作者
Theresa E. Rieser,Renita Thim-Spöring,Dorothea Schädle,Peter Sirsch,R. Litlabo,Karl W. Törnroos,Cäcilia Maichle‐Mößmer,Reiner Anwander
摘要
Group 3- and 4f-element organometallic chemistry and reactivity are decisively driven by the rare-earth-metal/lanthanide (Ln) ion size and associated electronegativity/ionicity/Lewis acidity criteria. For these reasons, the synthesis of terminal "unsupported" imides [Ln═NR] of the smaller, closed-shell Sc(III), Lu(III), Y(III), and increasingly covalent Ce(IV) has involved distinct reaction protocols while derivatives of the "early" large Ln(III) have remained elusive. Herein, we report such terminal imides of open-shell lanthanide cations Ce(III), Nd(III), and Sm(III) according to a new reaction protocol. Lewis-acid-stabilized methylidene complexes [TptBu,MeLn(μ3-CH2){(μ2-Me)MMe2}2] (Ln = Ce, Nd, Sm; M = Al, Ga) react with 2,6-diisopropylaniline (H2NAriPr) via methane elimination.
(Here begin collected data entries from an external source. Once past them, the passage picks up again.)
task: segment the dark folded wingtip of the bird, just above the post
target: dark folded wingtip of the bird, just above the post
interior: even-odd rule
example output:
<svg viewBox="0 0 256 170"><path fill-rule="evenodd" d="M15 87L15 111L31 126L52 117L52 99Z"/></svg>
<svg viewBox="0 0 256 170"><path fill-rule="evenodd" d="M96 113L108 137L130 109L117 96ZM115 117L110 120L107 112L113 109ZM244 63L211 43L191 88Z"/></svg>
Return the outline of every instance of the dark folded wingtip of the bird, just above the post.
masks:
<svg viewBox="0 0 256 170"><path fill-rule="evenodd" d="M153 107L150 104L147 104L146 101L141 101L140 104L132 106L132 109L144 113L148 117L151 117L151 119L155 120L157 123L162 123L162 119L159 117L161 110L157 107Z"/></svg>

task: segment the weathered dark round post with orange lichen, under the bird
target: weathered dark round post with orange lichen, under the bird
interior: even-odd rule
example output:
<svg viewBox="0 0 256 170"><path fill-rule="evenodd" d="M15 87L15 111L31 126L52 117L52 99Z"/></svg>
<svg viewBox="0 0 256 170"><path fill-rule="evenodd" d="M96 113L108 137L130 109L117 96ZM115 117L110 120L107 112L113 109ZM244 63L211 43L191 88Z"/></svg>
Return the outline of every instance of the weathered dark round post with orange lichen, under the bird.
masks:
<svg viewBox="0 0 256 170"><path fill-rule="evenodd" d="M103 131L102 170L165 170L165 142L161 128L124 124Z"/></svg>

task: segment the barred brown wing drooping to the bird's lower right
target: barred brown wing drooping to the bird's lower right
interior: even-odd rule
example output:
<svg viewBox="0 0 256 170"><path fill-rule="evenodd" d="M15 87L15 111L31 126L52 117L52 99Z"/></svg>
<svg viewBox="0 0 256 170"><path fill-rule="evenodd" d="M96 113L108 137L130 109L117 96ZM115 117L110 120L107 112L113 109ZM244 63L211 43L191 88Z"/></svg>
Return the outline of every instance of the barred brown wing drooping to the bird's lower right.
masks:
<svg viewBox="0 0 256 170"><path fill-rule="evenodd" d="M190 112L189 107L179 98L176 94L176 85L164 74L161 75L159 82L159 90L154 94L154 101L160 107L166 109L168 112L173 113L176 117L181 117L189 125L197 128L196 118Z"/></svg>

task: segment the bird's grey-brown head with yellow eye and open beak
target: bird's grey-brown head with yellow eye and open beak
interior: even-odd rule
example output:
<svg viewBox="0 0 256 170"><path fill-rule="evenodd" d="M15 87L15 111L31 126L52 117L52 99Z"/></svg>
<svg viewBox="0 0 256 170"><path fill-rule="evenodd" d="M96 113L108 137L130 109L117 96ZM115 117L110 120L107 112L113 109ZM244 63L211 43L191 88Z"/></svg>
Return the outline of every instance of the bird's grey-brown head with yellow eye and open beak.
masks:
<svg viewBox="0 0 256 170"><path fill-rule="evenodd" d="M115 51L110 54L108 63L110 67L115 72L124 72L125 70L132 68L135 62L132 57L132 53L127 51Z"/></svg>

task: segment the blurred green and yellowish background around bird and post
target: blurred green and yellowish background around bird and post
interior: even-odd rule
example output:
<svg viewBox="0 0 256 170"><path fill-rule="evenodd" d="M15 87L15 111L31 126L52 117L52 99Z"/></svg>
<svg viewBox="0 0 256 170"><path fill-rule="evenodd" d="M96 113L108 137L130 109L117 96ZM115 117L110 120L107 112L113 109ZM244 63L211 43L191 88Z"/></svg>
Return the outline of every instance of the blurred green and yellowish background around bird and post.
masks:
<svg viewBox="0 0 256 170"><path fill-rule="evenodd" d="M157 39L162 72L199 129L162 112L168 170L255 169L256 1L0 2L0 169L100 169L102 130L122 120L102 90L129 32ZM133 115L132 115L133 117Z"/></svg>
The formation of arylimide complexes is governed by the Ln(III) size, the Lewis acidity of the group 13 metal alkyl, steric factors, the presence of a donor solvent, and the sterics and acidity (pKa) of the aromatic amine. Crucially, terminal arylimides [TptBu,MeLn(═NAriPr)(THF)2] (Ln = Ce, Nd, Sm) are formed only for M = Ga, and for M = Al, the Lewis-acid-stabilized imides [TptBu,MeLn(NAriPr)(AlMe3)] (Ln = Ce, Nd, Sm) are persistent. In stark contrast, the [GaMe3]-stabilized imide [TptBu,MeLn(NAriPr)(GaMe3)] (Ln = Nd, Sm) is reversibly formed in noncoordinating solvents.